Few would agree with the extreme actions taken by Ugandan MPs against the LGBTI community.But other countries have professed democracy and are participating in upcoming conferences White House Summit for Democracy It also silenced the LGBTI community.

Zambia is the only country with a score of 7%. LGBTQI Human Rights Report Card (HRRC) is one of five countries to host regional meetings for the upcoming Summit. Four of her women were recently arrested in Zambia.champion homosexualityWhy should Zambia, with this record, be given the honor of hosting a democracy summit? I hope Vice President Harris raises this same question during his next visit.

Ghana, another country invited to the Democracy Summit and another country on the Vice President’s itinerary, announced a pending Anti-LGBTQI bill Criminalize gender identity and intersex remedial therapy and imprison individuals or groups found to be promoting LGBTQI+ identities. Ghana is one of her 11 countries to experience setbacks on her LGBTQI human rights report card.

report card created by F&M Global Barometer in cooperation with World Equality Council, which measures the extent to which countries provide legal protection to their LGBTQI+ citizens. Countries are scored on her three dimensions: basic rights, protection from violence, and socioeconomic rights.

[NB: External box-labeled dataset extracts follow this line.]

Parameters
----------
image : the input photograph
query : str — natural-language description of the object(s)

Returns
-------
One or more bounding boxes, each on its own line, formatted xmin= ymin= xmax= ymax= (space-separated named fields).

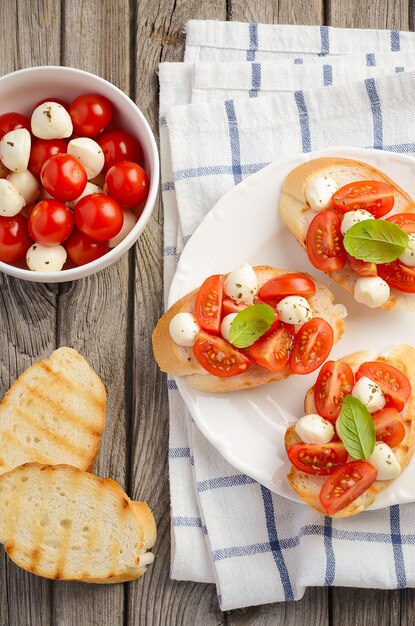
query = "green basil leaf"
xmin=343 ymin=220 xmax=409 ymax=263
xmin=229 ymin=304 xmax=275 ymax=348
xmin=336 ymin=396 xmax=376 ymax=459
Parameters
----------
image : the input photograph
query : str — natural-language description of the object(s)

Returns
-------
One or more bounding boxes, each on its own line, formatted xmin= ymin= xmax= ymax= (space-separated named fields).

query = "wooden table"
xmin=0 ymin=0 xmax=415 ymax=626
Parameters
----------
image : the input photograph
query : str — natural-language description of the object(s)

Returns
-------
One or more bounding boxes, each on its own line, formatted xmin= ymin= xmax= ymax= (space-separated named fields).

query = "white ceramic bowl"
xmin=0 ymin=66 xmax=159 ymax=283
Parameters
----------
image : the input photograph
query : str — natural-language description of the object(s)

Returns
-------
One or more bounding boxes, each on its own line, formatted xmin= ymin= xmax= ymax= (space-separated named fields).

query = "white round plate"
xmin=169 ymin=148 xmax=415 ymax=509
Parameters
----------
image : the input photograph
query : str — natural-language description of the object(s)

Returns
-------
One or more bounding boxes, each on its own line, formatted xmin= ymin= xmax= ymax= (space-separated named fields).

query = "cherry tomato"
xmin=320 ymin=461 xmax=378 ymax=515
xmin=193 ymin=330 xmax=251 ymax=378
xmin=314 ymin=361 xmax=354 ymax=422
xmin=195 ymin=274 xmax=223 ymax=335
xmin=74 ymin=193 xmax=124 ymax=241
xmin=69 ymin=93 xmax=113 ymax=137
xmin=287 ymin=441 xmax=349 ymax=476
xmin=97 ymin=130 xmax=144 ymax=173
xmin=356 ymin=361 xmax=411 ymax=411
xmin=306 ymin=209 xmax=346 ymax=272
xmin=105 ymin=161 xmax=150 ymax=209
xmin=0 ymin=214 xmax=33 ymax=263
xmin=29 ymin=200 xmax=73 ymax=246
xmin=372 ymin=407 xmax=406 ymax=448
xmin=249 ymin=322 xmax=294 ymax=372
xmin=290 ymin=317 xmax=333 ymax=374
xmin=332 ymin=180 xmax=395 ymax=219
xmin=28 ymin=139 xmax=67 ymax=178
xmin=63 ymin=228 xmax=109 ymax=265
xmin=40 ymin=154 xmax=88 ymax=202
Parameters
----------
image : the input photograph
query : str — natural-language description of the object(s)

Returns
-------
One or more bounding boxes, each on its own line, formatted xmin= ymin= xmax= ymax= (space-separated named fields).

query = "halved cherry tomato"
xmin=356 ymin=361 xmax=411 ymax=411
xmin=195 ymin=274 xmax=223 ymax=335
xmin=320 ymin=461 xmax=378 ymax=515
xmin=287 ymin=441 xmax=349 ymax=476
xmin=193 ymin=330 xmax=252 ymax=378
xmin=249 ymin=322 xmax=294 ymax=372
xmin=258 ymin=273 xmax=316 ymax=301
xmin=290 ymin=317 xmax=333 ymax=374
xmin=372 ymin=407 xmax=406 ymax=448
xmin=314 ymin=361 xmax=354 ymax=422
xmin=306 ymin=209 xmax=346 ymax=272
xmin=332 ymin=180 xmax=395 ymax=219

Unfortunately, Ghana and Zambia are not in the minority.60% of invited nations failed him in 2022 LGBTQI+ Human Rights Report (HRRC). Only four countries received an ‘A’ or ‘Excellent’ score: Malta, Greece, Canada and Uruguay. Malaysia and Nigeria have an enviable difference with zero grades on the report card.

Legislation is not the only indicator of a country’s success in protecting its most vulnerable citizens. It also compares the realities of LGBTQI+ human rights living and legislative realities.

Based on a six-question survey launched in the summer of 2022, the F&M Global Barometer LGBTQI+ Perceptions Index (GBPI) measured the reality of human rights living around the world. The research focused on safety, acceptance, police harassment, violence, assembly safety, and discrimination. 167,000 responses reveal that the lived reality of LGBTQI+ people is different from the legislative reality.

For example, Ghana and the US scored an ‘F’ on the report card, while Ghana scored 34% on the GBPI and the US scored 70%. Malta scored 100% (A) but had a GBPI score of 79% (C).

However, Japan does not have specific laws to protect LGBTQI+ people from violence and socio-economic discrimination, which is why it scores higher on the GBPI (74%) than on the HRRC (30%). The 30% figure isn’t particularly high, but despite the lack of legal protection, her LGBTQI+ people in Japan believe their reality is better than being denied legal protection. This indicates that you are aware that

Comparing perceptions with legal reality shows that the health of a democracy goes hand in hand with how diligently a society protects its most vulnerable, including LGBTQI+ people.

The Democracy Summit provides an opportunity to send a strong message to countries actively persecuting LGBTI citizens that this behavior is undemocratic. Tolerance, acceptance and human decency are not Western values. They are human values, democratic values, and should be accepted by all.

Participating countries are expected to share democratic values ​​and norms and to embrace fundamental universal human rights principles. But many fail to do so, especially when it comes to protecting some of the most vulnerable citizens.

Susan Dicklitch-Nelson is Professor of Government Studies at Franklin & Marshall and founder and principal investigator of F&M Global Barometers. Mark Bromely is Co-Chair of the Council for Global Equality.